Rochas Okorocha, recently elected governor of Imo State, still has his head in some cloud where he lives as some military-imperator. This is apparent from some of his key actions and declarations since his election in May.

The new Imo State governor projects the image of someone in a great hurry to make changes; he has declared that his administration is on a “rescue mission” and this apparently demands bold and extraordinary steps. This is all so good. He has touching enthusiasm.  But one must just generally point out to Mr. Okorocha that Democracy is not “surugede” – the vigorous dance of primitive strength- it is “egwu-ozo,” the slow, deliberate, dignified and elegant dance of the enlightened.

The soldiers did “surugede” with us, and see where it got us! They were very busy doing nothing at all. Many of us grew up seeing military governors strutting about the place, acting very busy and holier-than-thou; locking out workers who came late to work; humiliating the citizen with military-style brutality in the name of “discipline” and generally breaking down the foundations of the rule of law and civilised living.

The base word “civil” that makes up the words “civility” and “civilisation” and “civilian”derives from the Greek root “civis” which pertains to civics: instructions on how to live the life of a courteous, affable, respected, orderly citizenship and the making of a polite society.

The “civilised” is one who adheres to that general sense of decorous living under the generally accepted laws of the city or nation conducive to informed citizenship. We talk thus of civilian governance as the basis of democracy. Attempts, therefore, to break the laws of the state, and to act outside of the established civil laws of the land is not only “uncivilised” and “undemocratic,” it is deleterious to the maintenance of public order. That was the downside of military rule: in its attempt to create order by force it created chaos and dysfunction instead. It damaged the system of laws and the rights of citizenship on which a civilised social order is built. I think that Rochas Okorocha is moving gingerly and inadvertently in that direction.

The inflection of his conducts with a dose of the vainglorious ultimatum reminiscent of military era officialdom is evidence of this. In the past number of weeks the governor has unilaterallyordered the sacking of the elected officials of local governments of the state, garnished 50  per cent  from the wages of Permanent Secretaries in the State’s Civil Service who came late to work with ”immediate effect,” and most recently declared that he has unilaterally “empowered” Traditional Rulers in Imo State to be the “governors of their domains” with security votes and all what not. As a trade-off to this new power unilaterally granted them by the governor, these “Traditional rulers” are not to engage in politics or live outside their domains.  A number of issues of legality arise out of the governor’s action.
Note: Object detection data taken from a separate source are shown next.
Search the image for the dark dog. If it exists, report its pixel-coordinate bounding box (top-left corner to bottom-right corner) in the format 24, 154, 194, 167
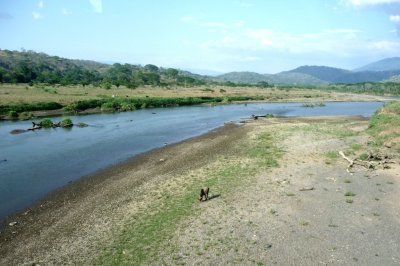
199, 187, 210, 201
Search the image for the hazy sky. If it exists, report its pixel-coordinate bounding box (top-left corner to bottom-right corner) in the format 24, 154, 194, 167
0, 0, 400, 73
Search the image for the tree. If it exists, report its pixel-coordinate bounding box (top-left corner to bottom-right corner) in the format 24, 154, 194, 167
144, 64, 160, 73
165, 68, 179, 79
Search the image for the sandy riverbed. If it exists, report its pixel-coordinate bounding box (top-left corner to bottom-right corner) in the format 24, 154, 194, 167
0, 118, 400, 265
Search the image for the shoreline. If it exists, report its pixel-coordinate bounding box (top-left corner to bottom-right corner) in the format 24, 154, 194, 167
0, 93, 398, 121
0, 115, 369, 228
0, 122, 241, 229
0, 116, 398, 265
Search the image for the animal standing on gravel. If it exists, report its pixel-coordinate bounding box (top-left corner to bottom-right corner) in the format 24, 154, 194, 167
199, 187, 210, 201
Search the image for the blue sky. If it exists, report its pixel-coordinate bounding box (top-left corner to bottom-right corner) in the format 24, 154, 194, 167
0, 0, 400, 73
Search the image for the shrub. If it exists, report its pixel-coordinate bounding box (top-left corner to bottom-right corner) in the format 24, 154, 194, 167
40, 118, 53, 128
19, 112, 33, 120
60, 118, 74, 127
8, 111, 18, 118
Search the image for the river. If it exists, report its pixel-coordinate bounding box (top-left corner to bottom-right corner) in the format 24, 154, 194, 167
0, 102, 383, 221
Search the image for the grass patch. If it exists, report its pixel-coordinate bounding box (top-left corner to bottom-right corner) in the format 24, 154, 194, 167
350, 143, 363, 151
293, 122, 359, 138
94, 130, 282, 265
368, 101, 400, 153
324, 151, 339, 164
346, 197, 354, 203
344, 191, 356, 197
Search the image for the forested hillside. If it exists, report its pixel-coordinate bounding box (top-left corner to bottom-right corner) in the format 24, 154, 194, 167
0, 50, 204, 88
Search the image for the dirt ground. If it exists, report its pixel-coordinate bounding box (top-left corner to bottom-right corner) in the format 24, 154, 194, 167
0, 118, 400, 265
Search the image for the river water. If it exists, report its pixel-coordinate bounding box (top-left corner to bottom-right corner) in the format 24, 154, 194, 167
0, 102, 383, 221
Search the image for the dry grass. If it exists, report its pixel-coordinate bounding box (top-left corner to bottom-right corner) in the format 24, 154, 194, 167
0, 84, 332, 105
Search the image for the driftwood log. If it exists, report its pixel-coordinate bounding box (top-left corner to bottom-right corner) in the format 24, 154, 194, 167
339, 151, 394, 174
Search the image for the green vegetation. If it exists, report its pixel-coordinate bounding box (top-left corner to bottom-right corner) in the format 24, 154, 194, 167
302, 103, 326, 108
95, 129, 282, 265
346, 197, 354, 203
40, 118, 53, 128
0, 102, 63, 114
344, 191, 356, 197
60, 118, 74, 127
368, 101, 400, 152
0, 96, 264, 117
324, 151, 339, 164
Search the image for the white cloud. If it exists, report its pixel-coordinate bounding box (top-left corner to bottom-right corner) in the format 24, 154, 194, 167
181, 16, 194, 22
235, 1, 253, 7
389, 15, 400, 23
89, 0, 103, 14
32, 11, 43, 19
61, 8, 71, 16
200, 25, 400, 59
367, 41, 400, 50
343, 0, 400, 6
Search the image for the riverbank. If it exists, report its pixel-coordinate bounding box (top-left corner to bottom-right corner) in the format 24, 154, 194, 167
0, 117, 400, 265
0, 84, 390, 120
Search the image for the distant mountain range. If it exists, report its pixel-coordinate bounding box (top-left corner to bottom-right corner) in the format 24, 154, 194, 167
0, 49, 400, 84
216, 57, 400, 85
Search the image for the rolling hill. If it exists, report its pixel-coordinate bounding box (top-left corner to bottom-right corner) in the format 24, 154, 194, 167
353, 57, 400, 72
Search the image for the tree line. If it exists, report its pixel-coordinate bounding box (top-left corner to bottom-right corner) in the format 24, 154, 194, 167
0, 50, 205, 89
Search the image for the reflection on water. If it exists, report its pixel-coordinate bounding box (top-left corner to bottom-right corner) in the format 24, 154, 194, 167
0, 102, 382, 220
First, it is important that Okorocha, as well-indeed all other people in public office in Nigeria, understands that the powers of his office are regulated and limited by the constitution of the Federal Republic of Nigeria.

I do not know if Okorocha was put through a proper orientation by his Cabinet office on assuming office, or whether he consults his advisory team before making these embarrassing administrative gaffes, but it is important to remind him that he cannot, for instance, order the garnishing of the salary of any civil servant, not to talk of superannuated officers like Permanent Secretaries. He cannot not even issue a query directly to a civil servant.

All disciplinary actions pertaining to the work of the civil service are handled by the Civil Service Commission. That is the rule. As a political leader, the governor has no mandate to interfere in the functioning of the permanent administrative cadre of the state service whose tenure are guaranteed by the Civil Service Act.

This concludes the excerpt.